Bu, 1998’de Endonezya’da, 2000’de Sırbistan’da ve Sovyet rejimleri sonrası Doğu Avrupa ve Orta Asya’da yaşanan devrimci kalkışmalara da model olarak uyuyor. Eski elitler kendilerini “demokratlar” olarak yeniden keşfetti, eski kurumlar iktidarını sürdürdü, yeni hükümetler ABD ve müttefiklerine yakınlaştı ve sıradan çalışan insan için pek az değişim oldu.
Çoğu devrimci hareket, eğer bütün siyasi yapıyı değiştirecek gücü varsa, aynı zamanda, yerleşik ekonomik ve sosyal yapıyı da değiştirme gücü olduğunun farkına varır. İşçi sınıfını kendi kaderini belirlemek üzere harekete geçirme potansiyeli vardır. Ancak, değişim için çalışanların bu potansiyeli gerçeğe dönüştürebilmesi için, devrimci krizlerin patlamasından çok önce böyle bir perspektife sahip olması gerekir. Sosyal dönüşümü amaç edinmeli ve doğrudan işçi sınıfına yaslanmalıdır. Bunu yapabilmek için aynı görüşleri savunan aktivistlerden oluşan bir örgüt kurulmalıdır. Bu aktivistler reformlar mücadelesinde yardımcı olacak ve sistemde köklü bir değişime direnenlerin kendine güvenini artıracaktır.
John Rees


İran konusunda görüş ayrılığı
Irak savaşını başlatan Bush ve çetesi İran’a saldırma konusunda da kararlı. Ama ABD içinde artık çok farklı görüşler var. Geçtiğimiz hafta bir Oramiral’in istifa etmesi bu konudaki görüş ayrılıklarına bir örnek.
Oramiral Fallon, geçen hafta yayımlanan Esquire dergisinde, “ABD’nin, nükleer programı nedeniyle İran’a karşı askeri çözüme başvurma eğilimine karşı çıkan tek ses” olarak tanımlanmıştı.
Beyaz Saray sözcüsü Dana Perino da, “Bu yönetimde İran konusunda diplomatik yaklaşımdan başka bir fikir öne süren kimse yok” dedi.

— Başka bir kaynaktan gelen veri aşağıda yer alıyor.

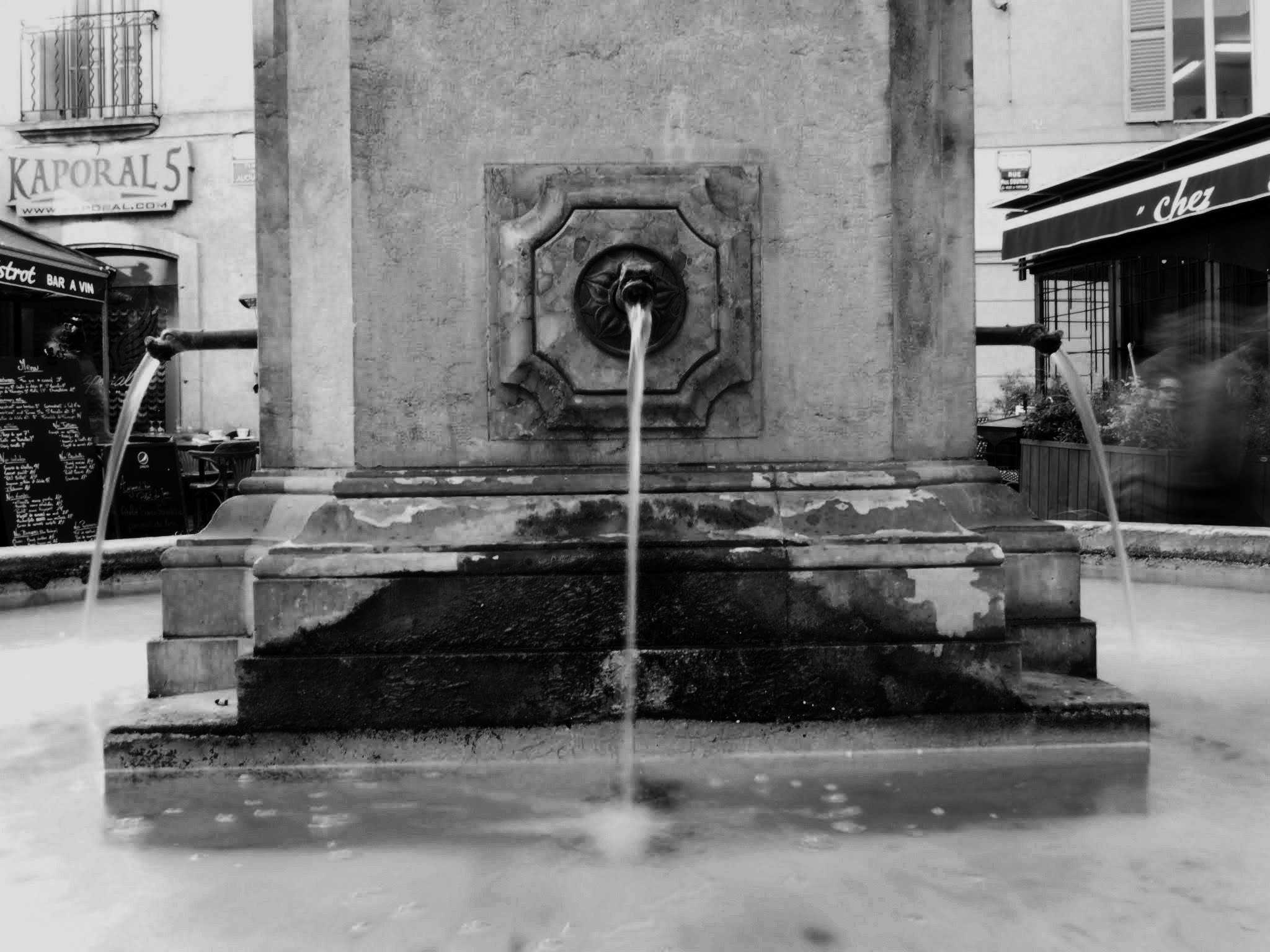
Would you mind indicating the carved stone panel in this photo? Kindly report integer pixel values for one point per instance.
(558, 346)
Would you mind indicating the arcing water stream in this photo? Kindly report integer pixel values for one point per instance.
(141, 379)
(641, 319)
(1085, 409)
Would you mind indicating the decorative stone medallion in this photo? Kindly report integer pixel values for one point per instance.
(558, 343)
(603, 320)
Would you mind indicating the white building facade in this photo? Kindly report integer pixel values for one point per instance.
(127, 131)
(1062, 89)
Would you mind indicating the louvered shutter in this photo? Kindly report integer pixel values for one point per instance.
(1148, 82)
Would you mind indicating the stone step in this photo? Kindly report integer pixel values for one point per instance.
(762, 684)
(205, 731)
(1057, 645)
(571, 612)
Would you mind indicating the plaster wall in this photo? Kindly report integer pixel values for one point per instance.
(441, 89)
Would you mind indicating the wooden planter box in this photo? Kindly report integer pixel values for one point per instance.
(1060, 482)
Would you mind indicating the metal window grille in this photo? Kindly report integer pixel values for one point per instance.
(1117, 315)
(91, 66)
(1077, 301)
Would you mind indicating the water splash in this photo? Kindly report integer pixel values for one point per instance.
(1085, 409)
(141, 379)
(641, 318)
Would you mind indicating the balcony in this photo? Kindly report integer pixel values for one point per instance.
(89, 76)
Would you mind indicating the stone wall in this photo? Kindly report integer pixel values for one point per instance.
(865, 220)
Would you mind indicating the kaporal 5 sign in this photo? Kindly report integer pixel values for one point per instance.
(144, 177)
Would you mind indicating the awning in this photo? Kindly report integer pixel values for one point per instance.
(33, 263)
(1169, 198)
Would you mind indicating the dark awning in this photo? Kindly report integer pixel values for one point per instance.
(33, 263)
(1162, 200)
(1166, 187)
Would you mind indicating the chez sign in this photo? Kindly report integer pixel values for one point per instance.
(1222, 182)
(143, 177)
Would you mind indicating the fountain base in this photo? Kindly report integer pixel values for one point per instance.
(205, 731)
(494, 598)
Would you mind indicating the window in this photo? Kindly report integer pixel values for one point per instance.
(1188, 60)
(95, 64)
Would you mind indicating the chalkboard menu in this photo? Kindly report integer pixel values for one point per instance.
(50, 469)
(150, 498)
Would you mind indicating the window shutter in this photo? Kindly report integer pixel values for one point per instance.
(1148, 82)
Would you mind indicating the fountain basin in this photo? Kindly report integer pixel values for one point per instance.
(206, 731)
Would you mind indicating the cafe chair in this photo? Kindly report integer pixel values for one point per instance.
(228, 465)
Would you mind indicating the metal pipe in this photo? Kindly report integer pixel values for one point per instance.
(175, 340)
(1046, 342)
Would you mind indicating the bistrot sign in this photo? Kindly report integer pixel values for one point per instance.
(121, 179)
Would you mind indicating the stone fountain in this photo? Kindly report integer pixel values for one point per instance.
(435, 544)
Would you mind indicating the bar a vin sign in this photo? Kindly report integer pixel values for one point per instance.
(145, 177)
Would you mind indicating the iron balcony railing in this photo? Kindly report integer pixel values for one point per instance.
(91, 66)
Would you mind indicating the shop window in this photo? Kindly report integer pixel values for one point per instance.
(1116, 316)
(1188, 60)
(97, 63)
(143, 302)
(1077, 302)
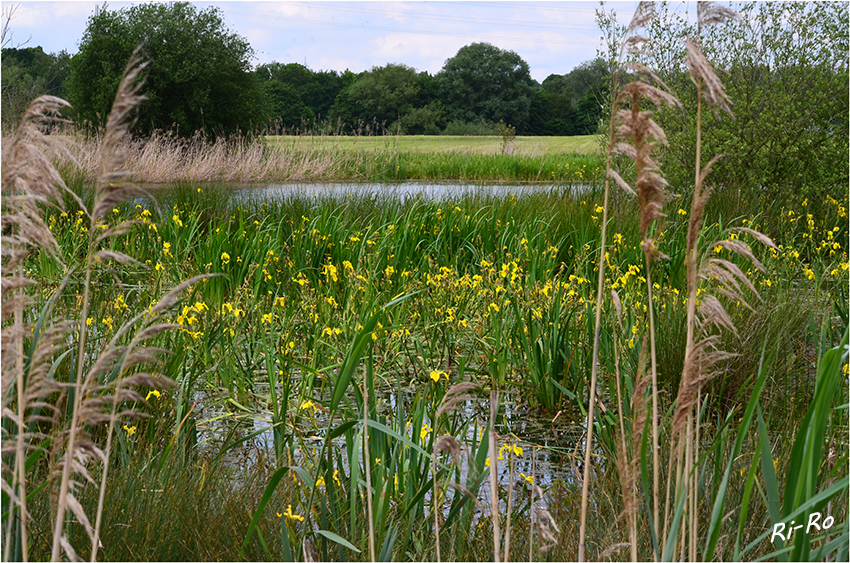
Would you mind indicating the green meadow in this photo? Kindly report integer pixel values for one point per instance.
(606, 366)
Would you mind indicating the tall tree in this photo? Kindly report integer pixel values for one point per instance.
(199, 75)
(784, 66)
(385, 93)
(27, 74)
(484, 82)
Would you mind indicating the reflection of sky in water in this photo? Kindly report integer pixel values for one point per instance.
(553, 458)
(554, 442)
(401, 191)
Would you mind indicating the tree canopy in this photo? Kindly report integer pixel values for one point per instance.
(484, 82)
(29, 73)
(199, 75)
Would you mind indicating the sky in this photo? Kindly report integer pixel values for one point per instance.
(553, 37)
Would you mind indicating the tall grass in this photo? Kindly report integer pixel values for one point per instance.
(332, 375)
(163, 158)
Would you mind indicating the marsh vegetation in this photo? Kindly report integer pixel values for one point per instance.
(189, 375)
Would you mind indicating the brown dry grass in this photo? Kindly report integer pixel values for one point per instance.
(166, 159)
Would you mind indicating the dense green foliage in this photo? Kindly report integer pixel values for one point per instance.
(484, 82)
(28, 73)
(572, 103)
(784, 66)
(199, 77)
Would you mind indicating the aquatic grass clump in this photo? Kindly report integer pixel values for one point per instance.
(102, 383)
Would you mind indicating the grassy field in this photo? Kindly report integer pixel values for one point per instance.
(189, 376)
(431, 144)
(163, 159)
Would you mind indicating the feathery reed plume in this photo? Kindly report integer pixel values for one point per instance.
(28, 181)
(367, 454)
(510, 507)
(455, 395)
(546, 530)
(494, 471)
(644, 135)
(531, 507)
(701, 355)
(100, 389)
(631, 123)
(625, 465)
(450, 444)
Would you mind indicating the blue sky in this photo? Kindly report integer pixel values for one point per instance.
(552, 36)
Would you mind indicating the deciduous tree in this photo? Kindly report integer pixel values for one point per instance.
(199, 75)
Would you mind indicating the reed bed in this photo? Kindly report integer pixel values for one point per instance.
(165, 159)
(191, 376)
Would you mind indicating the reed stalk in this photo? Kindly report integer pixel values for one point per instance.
(510, 508)
(366, 456)
(494, 473)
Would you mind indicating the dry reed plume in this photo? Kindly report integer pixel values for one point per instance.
(163, 158)
(105, 384)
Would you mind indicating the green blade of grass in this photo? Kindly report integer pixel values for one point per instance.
(337, 539)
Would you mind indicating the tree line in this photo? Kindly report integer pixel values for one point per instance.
(784, 64)
(200, 79)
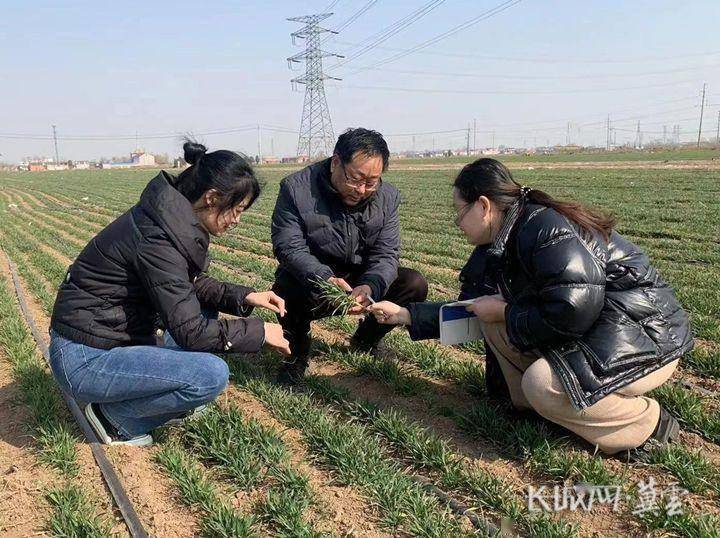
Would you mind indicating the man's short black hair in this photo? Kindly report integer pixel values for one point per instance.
(365, 141)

Görev süresinin dolmasına sekiz ay kalan Bush savaş şahinliğine devam etmek istese de artık ülke içinde de çok ciddi bir muhalefetle karşı karşıya. Demokratların başkan adayı Obama da eğer seçilirse ilk iş Irak’taki askerleri çekeceğini söyledi ve değişim söylemiyle şu anda Hillary Clinton’ın önünde gidiyor.